New regulations could see one third of EU coal plants close

A report by the Institute for Energy Economics and Financial Analysis (IEEFA) has forecast that one third of the European Union’s coal-fired power plants could close by 2021.

EU thermal plants face the prospect of closure if unable to meet the expenses involved in costly upgrades, in order to meet new limits on sulphur and nitrogen oxide emissions, introduced by Brussels last month.

To comply with the new rules by 2021, utilities will either have to invest in new technology to retrofit coal plants, restrict operating hours to under 1,500 a year or close the facilities, the IEEFA said.

“These regulations will further undermine and in many cases shatter the fragile economics of coal generation across the EU compared with gas and renewables,” said Gerard Wynn, a London-based IEEFA energy finance consultant and co-author of the report, “Europe’s Coal-Fired Power Plants: Rough Times Ahead: Analysis of the Impact of a New Round of Pollution Controls.”
Boxberg coal power plant
“The cost of compliance will be prohibitive for many of these installations, given the market outlook and other headwinds,” he added.
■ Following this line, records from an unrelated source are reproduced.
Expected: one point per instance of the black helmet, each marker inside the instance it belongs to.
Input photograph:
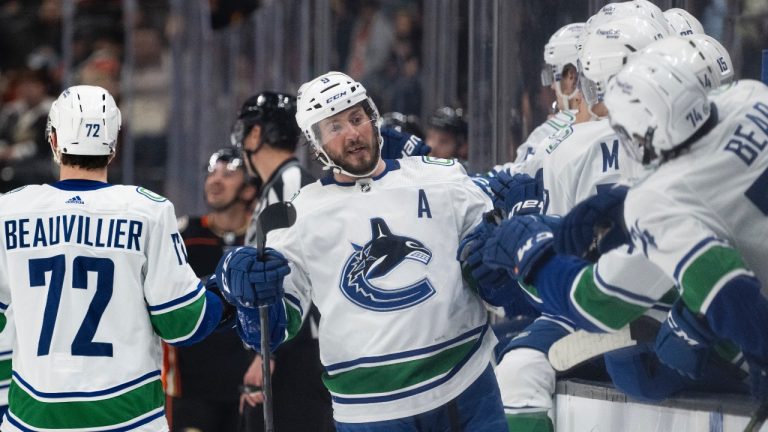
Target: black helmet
(275, 113)
(228, 155)
(450, 120)
(402, 123)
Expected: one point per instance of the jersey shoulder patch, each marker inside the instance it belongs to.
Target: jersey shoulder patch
(151, 195)
(438, 161)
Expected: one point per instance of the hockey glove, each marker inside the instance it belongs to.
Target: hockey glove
(517, 194)
(520, 245)
(247, 281)
(758, 378)
(398, 144)
(684, 342)
(594, 226)
(493, 285)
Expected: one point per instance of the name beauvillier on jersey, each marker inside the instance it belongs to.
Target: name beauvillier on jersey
(108, 233)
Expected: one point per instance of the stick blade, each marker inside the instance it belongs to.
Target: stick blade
(274, 216)
(581, 346)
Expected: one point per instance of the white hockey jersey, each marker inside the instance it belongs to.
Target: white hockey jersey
(623, 285)
(94, 273)
(551, 126)
(401, 332)
(702, 216)
(580, 159)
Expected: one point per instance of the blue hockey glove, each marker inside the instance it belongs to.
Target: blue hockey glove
(594, 226)
(520, 245)
(517, 194)
(684, 342)
(398, 144)
(758, 378)
(495, 286)
(246, 281)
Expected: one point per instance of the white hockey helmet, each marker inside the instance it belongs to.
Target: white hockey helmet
(689, 52)
(326, 96)
(653, 12)
(86, 121)
(607, 48)
(682, 23)
(715, 51)
(655, 105)
(610, 12)
(560, 52)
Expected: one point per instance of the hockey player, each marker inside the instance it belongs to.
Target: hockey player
(561, 75)
(577, 162)
(203, 379)
(682, 23)
(687, 217)
(375, 271)
(96, 272)
(267, 135)
(446, 134)
(610, 294)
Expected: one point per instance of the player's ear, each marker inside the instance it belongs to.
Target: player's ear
(248, 192)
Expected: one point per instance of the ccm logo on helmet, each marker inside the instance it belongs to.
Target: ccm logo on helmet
(336, 96)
The sector is already reeling in Europe, with a record 10 GW of capacity shut last year, along with pledges by governments to phase out the fuel.

To meet EU emissions targets under a global climate pact, the Paris Agreement, a quarter of current EU coal capacity needs to shut by 2020 and all of it by 2030, the Climate Analytics think-tank said this year.

Energy and environment economic research organisation IEEFA analysed around 600 installations in Europe which burn coal, lignite and biomass.

It found that 108 of those, totalling 56 GW of electrical capacity and a third of EU coal-fired generation capacity, are responsible for the most SOx and NOx emissions and are at least 40 percent above the EU limits.

Polish power companies PGE and Tauron, Italy’s Enel, Spain’s Endesa, France’s EDF, Czech Republic’s CEZ, Britain’s Drax and Greece’s PPC operate more than half of those plants.

These operators will have to use NOx abatement technology which would add 2-4 euros per megawatt hour to the cost of power generation and/or SOx abatement which would add 6-7 euros/MWh.

When plants exceed both NOx and SOx limits, retrofitting could add 8-11 euros/MWh to generation costs.